Sequoyah Nuclear Power Plant on Tennessee River near Soddy-Daisy
Sequoyah Nuclear Power Plant on Tennessee River near Soddy-Daisy

After generating more than 13.5 billion kilowatt hours electricity over the past 18 months, the Tennessee Valley Authority began a scheduled refueling outage today on the Unit 2 reactor at its Sequoyah Nuclear Plant near Soddy Daisy.

TVA is bringing in an extra 700 utility and contract workers during the maintenance outage over the next several weeks. About 10,000 work activities are planned, including loading new fuel assemblies, performing inspections of reactor components, maintenance of plant equipment and installing unit enhancements.

"Outages like this are vital to continuing nuclear power's role as a key supplier of reliable, low-cost, clean electricity to those we serve in the Tennessee Valley," said Tony Williams, Sequoyah''s site vice president. "In addition to loading new fuel, some key maintenance activities can only be safely completed when we are offline, so we will make the most of this opportunity to ensure Unit 2 operates safely and reliably for another 18 months."

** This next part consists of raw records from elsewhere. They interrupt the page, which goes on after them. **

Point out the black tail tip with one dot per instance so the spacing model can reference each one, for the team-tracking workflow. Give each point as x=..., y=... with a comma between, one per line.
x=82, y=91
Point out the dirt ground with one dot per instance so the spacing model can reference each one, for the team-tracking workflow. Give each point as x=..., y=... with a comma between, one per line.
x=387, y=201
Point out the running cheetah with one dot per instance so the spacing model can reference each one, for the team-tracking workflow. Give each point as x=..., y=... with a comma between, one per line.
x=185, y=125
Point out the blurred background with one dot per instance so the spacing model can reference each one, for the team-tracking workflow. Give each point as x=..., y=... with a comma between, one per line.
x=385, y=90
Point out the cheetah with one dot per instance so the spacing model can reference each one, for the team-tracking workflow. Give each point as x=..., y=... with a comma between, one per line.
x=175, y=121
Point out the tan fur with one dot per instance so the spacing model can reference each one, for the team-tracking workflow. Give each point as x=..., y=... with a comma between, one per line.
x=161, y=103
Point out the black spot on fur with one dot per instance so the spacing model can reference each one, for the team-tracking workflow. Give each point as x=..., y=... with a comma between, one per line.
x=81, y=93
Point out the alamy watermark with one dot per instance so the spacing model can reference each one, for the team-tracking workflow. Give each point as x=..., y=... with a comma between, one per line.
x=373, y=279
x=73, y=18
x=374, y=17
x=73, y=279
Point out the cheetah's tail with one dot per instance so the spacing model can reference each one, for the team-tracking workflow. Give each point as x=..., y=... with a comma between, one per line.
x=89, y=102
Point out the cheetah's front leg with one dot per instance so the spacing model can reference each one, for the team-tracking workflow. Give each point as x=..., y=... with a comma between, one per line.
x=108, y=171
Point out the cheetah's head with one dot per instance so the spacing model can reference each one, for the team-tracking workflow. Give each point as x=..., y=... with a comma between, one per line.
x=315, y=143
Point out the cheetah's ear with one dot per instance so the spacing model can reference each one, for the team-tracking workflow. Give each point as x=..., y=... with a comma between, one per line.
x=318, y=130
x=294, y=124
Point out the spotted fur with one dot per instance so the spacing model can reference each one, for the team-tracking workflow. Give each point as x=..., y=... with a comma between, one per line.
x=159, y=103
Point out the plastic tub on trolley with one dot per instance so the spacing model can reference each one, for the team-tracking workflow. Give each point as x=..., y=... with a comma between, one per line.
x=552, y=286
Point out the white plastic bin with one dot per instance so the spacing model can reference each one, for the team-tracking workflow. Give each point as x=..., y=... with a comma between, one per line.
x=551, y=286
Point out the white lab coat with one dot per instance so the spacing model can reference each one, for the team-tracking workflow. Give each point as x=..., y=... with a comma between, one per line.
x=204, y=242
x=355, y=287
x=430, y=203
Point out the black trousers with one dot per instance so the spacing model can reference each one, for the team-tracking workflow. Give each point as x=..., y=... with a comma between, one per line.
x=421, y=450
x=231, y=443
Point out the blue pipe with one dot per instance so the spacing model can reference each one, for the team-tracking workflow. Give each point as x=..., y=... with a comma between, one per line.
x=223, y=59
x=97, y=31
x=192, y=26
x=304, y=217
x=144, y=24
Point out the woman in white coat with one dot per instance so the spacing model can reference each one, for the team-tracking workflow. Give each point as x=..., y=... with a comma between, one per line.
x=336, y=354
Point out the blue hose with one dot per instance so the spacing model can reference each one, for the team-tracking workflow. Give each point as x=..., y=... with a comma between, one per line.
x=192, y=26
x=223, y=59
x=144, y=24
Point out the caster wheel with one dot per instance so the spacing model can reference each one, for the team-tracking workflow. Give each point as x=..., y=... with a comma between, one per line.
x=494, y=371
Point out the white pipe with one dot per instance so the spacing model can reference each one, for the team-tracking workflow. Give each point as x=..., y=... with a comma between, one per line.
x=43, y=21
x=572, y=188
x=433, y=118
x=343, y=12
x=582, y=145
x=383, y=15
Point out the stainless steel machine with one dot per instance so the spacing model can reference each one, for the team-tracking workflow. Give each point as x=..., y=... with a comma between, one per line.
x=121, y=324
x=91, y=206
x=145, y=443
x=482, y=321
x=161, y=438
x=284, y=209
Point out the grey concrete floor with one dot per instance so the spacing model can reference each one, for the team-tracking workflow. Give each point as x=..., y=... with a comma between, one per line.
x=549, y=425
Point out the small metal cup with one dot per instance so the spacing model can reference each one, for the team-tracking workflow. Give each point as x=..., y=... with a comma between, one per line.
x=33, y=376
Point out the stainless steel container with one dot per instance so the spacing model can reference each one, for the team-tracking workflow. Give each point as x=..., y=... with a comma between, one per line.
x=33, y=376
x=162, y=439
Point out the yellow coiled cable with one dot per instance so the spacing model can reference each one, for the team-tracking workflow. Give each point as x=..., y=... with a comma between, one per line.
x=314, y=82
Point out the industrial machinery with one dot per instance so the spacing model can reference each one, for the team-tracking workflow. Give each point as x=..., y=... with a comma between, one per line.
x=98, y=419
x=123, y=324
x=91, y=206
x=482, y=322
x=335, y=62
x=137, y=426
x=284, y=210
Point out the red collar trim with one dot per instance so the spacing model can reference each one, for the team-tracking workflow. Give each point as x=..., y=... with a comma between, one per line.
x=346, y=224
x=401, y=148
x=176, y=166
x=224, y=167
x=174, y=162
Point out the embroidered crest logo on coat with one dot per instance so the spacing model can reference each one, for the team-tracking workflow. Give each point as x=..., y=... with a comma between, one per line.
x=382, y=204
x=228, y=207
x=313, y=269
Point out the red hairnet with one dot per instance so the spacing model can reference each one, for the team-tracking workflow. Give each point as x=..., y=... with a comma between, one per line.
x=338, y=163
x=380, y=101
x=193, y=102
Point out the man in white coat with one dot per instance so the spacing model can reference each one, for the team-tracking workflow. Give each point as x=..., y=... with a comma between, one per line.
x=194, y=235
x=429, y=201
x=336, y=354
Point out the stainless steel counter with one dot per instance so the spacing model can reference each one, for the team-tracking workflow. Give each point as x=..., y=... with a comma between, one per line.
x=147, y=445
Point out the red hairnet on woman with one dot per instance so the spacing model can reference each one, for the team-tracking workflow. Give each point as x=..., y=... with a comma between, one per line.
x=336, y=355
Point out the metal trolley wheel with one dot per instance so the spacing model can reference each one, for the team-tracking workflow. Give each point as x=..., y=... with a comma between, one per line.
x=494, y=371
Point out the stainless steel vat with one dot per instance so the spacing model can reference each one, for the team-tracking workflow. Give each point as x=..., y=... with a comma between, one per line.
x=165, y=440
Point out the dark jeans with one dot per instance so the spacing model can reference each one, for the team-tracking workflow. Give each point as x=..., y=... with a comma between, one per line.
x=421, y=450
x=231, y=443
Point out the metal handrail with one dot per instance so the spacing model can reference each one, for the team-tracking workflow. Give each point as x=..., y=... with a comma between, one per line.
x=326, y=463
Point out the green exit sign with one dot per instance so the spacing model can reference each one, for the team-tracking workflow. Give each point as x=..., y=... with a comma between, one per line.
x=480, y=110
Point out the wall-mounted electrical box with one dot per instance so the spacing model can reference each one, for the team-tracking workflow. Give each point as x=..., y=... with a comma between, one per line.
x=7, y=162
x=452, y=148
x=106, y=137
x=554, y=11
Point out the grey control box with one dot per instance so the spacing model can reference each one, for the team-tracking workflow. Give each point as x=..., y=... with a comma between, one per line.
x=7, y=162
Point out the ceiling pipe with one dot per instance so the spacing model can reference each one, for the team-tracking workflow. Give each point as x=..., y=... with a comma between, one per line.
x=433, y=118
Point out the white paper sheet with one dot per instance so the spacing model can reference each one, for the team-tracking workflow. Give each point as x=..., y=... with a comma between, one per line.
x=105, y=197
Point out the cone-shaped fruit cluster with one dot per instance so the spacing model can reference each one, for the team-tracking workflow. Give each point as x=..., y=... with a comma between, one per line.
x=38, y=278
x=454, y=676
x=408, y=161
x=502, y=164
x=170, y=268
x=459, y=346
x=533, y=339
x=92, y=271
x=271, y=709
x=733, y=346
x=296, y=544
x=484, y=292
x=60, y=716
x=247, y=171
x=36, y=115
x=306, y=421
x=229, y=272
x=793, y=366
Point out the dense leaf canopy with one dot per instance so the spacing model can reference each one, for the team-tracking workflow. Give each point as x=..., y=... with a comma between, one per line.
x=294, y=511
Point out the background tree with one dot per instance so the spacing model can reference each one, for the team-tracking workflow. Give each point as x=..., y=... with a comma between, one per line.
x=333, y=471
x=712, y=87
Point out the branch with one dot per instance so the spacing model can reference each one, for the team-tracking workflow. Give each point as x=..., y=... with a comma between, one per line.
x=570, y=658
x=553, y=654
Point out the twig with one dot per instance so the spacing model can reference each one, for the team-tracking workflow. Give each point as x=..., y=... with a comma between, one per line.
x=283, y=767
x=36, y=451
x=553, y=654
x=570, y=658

Sequoyah Unit 2 is one of seven operational TVA nuclear reactors in Tennessee and Alabama which collectively supply about one third of TVA's power.

TVA will lose a key power generator as temperatures Saturday are expected to rise into the upper 80s across much of TVA's 7-state region. But springtime power demand is still usually much lower than the power peaks TVA reaches during the coldest winter months of December, January and February or the hottest months of the summer in June, July and August.

This summer, for the first time, TVA also will have the benefit of two reactors at its Watts Bar Nuclear Plant near Spring City. TVA added Watts Bar Unit 2 as a commercial power plant last September.